Bien quune plus grande quantité d’aérosols entraîne généralement une réduction des précipitations, il est important de noter que les aérosols varient dans leurs propriétés radiatives et leur capacité à servir de noyaux de condensation7. Ainsi, dans certaines situations, les aérosols peuvent augmenter les précipitations, en particulier à l’échelle régionale7,10.   

Encadré 2: Aérosols volcaniques

Les aérosols émis par les volcans ont des impacts climatiques différents de ceux des aérosols émis par d‘autres sources, car ils peuvent avoir des temps de résidence plus longs dans l’atmosphère. Lorsque les volcans entrent en éruption, ils injectent des cendres et des aérosols de sulfate dans l’atmosphère. Les cendres peuvent rester dans l’atmosphère jusqu’à quelques mois, masquant la lumière du soleil et provoquant un refroidissement avant d’être lavées par la pluie. Si une éruption est particulièrement puissante, les cendres et les aérosols peuvent atteindre la stratosphère, la couche de l’atmosphère située entre 10 et 50 km au-dessus de la surface de la Terre. Dans cette couche, les aérosols sulfatés ont un temps de résidence beaucoup plus long et parcourent de grandes distances, souvent autour du globe, réfléchissant la lumière du soleil et provoquant un refroidissement. La longue durée de présence des aérosols de sulfate dans la haute atmosphère est la raison pour laquelle les grandes éruptions volcaniques peuvent provoquer un refroidissement global dans les années qui suivent lévénement. Plusieurs éruptions volcaniques majeures sont indiquées en bleu sur la figure 2. De plus amples informations sur les aérosols volcaniques et leurs impacts sur le climat sont disponibles sur le site de l’US Geological Survey 

Figure 2 : Température moyenne annuelle de la terre de 1750 à 2024 avec les principales éruptions volcaniques identifiées. [Source des données: Berkeley Earth; source de la figure: Ruth Moore, Environnement et Changement climatique Canada]. 

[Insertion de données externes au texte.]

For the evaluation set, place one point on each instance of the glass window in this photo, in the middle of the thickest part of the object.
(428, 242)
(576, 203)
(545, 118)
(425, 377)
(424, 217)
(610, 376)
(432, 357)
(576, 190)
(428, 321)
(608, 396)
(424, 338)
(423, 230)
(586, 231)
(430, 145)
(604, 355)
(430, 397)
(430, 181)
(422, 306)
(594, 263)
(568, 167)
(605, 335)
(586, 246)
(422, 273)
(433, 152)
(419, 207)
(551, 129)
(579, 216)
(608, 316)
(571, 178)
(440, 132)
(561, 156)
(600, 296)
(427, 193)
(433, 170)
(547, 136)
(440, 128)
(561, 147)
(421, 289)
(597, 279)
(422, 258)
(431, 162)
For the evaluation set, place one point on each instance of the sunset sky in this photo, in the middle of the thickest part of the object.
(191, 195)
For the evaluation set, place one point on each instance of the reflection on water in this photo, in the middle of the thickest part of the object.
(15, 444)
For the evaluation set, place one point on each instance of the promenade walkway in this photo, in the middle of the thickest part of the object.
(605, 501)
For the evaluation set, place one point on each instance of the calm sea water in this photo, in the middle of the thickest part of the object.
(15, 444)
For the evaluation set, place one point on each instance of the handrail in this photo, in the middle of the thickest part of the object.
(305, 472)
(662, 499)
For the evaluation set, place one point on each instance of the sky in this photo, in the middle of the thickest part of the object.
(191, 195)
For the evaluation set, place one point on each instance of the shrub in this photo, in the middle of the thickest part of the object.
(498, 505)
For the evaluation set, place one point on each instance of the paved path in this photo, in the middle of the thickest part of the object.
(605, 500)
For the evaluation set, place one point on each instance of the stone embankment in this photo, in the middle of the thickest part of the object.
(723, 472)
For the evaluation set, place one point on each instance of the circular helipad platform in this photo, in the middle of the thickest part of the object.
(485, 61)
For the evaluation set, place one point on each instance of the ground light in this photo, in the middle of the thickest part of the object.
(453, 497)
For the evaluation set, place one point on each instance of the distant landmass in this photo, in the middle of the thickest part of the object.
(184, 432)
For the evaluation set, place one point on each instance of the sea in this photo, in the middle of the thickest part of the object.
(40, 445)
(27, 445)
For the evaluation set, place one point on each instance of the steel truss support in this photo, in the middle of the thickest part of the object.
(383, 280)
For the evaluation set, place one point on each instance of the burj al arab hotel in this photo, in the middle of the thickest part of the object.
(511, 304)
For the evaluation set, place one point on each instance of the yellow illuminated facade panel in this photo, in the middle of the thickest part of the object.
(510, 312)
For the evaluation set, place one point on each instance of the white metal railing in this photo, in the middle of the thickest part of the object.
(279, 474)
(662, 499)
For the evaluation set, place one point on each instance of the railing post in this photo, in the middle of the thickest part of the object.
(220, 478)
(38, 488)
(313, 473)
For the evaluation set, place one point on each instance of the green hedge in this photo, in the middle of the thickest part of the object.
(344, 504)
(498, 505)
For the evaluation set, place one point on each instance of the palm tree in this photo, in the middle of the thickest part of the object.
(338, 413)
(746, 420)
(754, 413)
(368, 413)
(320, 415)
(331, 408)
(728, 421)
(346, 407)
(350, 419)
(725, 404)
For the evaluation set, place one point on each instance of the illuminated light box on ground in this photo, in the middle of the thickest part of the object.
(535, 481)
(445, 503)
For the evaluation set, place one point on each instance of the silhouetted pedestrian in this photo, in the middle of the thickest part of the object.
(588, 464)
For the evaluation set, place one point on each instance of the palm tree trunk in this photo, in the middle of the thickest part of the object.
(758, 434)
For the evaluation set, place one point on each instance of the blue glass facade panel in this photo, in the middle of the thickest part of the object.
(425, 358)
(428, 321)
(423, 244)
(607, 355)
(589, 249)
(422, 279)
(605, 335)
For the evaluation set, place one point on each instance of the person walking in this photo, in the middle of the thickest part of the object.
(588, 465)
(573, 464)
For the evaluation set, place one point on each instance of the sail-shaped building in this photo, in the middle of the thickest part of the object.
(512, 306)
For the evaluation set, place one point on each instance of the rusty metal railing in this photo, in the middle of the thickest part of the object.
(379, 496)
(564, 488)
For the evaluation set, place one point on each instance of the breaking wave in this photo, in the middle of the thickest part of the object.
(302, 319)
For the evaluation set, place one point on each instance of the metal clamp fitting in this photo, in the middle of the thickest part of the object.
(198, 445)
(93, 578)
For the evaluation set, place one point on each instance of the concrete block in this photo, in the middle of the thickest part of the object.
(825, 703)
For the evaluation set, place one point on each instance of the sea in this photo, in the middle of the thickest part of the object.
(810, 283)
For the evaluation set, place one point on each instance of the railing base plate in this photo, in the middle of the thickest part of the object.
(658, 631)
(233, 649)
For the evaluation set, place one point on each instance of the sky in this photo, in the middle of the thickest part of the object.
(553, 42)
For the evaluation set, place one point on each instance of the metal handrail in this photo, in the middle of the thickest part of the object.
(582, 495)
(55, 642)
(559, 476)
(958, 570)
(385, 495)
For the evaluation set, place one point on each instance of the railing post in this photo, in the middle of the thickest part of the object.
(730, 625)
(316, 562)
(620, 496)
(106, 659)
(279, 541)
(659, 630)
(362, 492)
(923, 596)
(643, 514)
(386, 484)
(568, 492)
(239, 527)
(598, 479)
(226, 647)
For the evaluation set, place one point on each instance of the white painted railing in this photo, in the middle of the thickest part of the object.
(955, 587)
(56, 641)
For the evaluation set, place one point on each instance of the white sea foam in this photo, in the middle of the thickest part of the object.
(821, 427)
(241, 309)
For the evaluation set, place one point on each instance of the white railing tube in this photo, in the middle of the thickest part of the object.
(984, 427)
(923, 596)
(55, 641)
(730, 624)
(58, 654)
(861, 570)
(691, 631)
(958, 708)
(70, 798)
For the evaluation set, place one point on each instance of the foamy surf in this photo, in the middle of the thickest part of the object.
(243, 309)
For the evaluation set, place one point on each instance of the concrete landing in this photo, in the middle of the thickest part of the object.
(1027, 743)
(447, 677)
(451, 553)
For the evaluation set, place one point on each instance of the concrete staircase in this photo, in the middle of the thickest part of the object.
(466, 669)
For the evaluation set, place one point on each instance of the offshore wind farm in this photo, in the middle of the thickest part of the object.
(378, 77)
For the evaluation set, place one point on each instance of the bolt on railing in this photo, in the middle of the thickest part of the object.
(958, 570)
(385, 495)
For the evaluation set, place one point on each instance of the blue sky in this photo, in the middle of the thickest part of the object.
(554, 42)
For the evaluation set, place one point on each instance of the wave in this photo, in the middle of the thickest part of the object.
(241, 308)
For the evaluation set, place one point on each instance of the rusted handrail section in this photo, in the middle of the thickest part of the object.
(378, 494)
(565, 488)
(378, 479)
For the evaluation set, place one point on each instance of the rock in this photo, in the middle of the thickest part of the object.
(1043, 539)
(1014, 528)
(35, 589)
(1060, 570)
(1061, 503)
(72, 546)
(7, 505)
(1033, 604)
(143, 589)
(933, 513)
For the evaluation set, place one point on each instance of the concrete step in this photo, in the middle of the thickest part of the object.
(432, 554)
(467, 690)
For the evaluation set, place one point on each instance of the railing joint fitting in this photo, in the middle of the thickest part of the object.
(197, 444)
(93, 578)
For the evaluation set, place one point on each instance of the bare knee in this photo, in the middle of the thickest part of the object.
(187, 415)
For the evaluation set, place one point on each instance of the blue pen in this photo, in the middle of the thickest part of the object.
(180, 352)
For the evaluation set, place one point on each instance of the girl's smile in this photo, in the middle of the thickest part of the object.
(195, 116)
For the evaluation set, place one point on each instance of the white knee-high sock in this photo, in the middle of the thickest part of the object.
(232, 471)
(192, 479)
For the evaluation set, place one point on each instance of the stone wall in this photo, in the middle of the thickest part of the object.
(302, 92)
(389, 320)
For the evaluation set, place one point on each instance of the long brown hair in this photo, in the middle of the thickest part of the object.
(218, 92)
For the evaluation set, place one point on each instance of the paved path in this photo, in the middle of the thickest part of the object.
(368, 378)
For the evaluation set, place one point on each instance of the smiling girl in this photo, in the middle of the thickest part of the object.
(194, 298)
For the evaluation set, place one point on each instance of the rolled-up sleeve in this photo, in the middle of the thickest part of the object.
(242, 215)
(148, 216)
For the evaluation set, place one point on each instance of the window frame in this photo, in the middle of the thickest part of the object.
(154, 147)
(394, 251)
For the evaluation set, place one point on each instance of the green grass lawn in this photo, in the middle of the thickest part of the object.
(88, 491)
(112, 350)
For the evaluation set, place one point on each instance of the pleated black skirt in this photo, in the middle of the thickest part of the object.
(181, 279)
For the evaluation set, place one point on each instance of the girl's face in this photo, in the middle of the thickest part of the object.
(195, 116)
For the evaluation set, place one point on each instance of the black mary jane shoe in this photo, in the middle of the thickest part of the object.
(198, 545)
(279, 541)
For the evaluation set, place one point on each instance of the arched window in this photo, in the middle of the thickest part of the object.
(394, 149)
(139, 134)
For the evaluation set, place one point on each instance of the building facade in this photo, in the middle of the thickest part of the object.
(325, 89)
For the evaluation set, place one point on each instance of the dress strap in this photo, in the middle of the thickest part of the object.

Les aérosols polluants nuisent à la santé humaine et à l'environnement

Dans l’ensemble, les aérosols ont un effet refroidissant sur le climat, car ils reflètent principalement la lumière du soleil et augmentent la réflectivité des nuages. Depuis l’ère industrielle, les fortes concentrations d’aérosols dues aux émissions de polluants atmosphériques d’origine humaine ont masqué une partie du réchauffement causé par les gaz à effet de serre. Les efforts déployés pour réduire les émissions de polluants atmosphériques afin de protéger la santé de l’homme et des écosystèmes ont permis de diminuer les concentrations d’aérosols dans l’atmosphère11. Par conséquent, une partie du réchauffement climatique récent peut être attribuée à la réduction des aérosols11,12. Étant donné que les émissions humaines d’aérosols provoquent le smog et les pluies acides, qui ont des effets néfastes sur l’environnement et la santé humaine, il est important de continuer à réduire les émissions d’aérosols parallèlement aux efforts de réduction des émissions de gaz à effet de serre.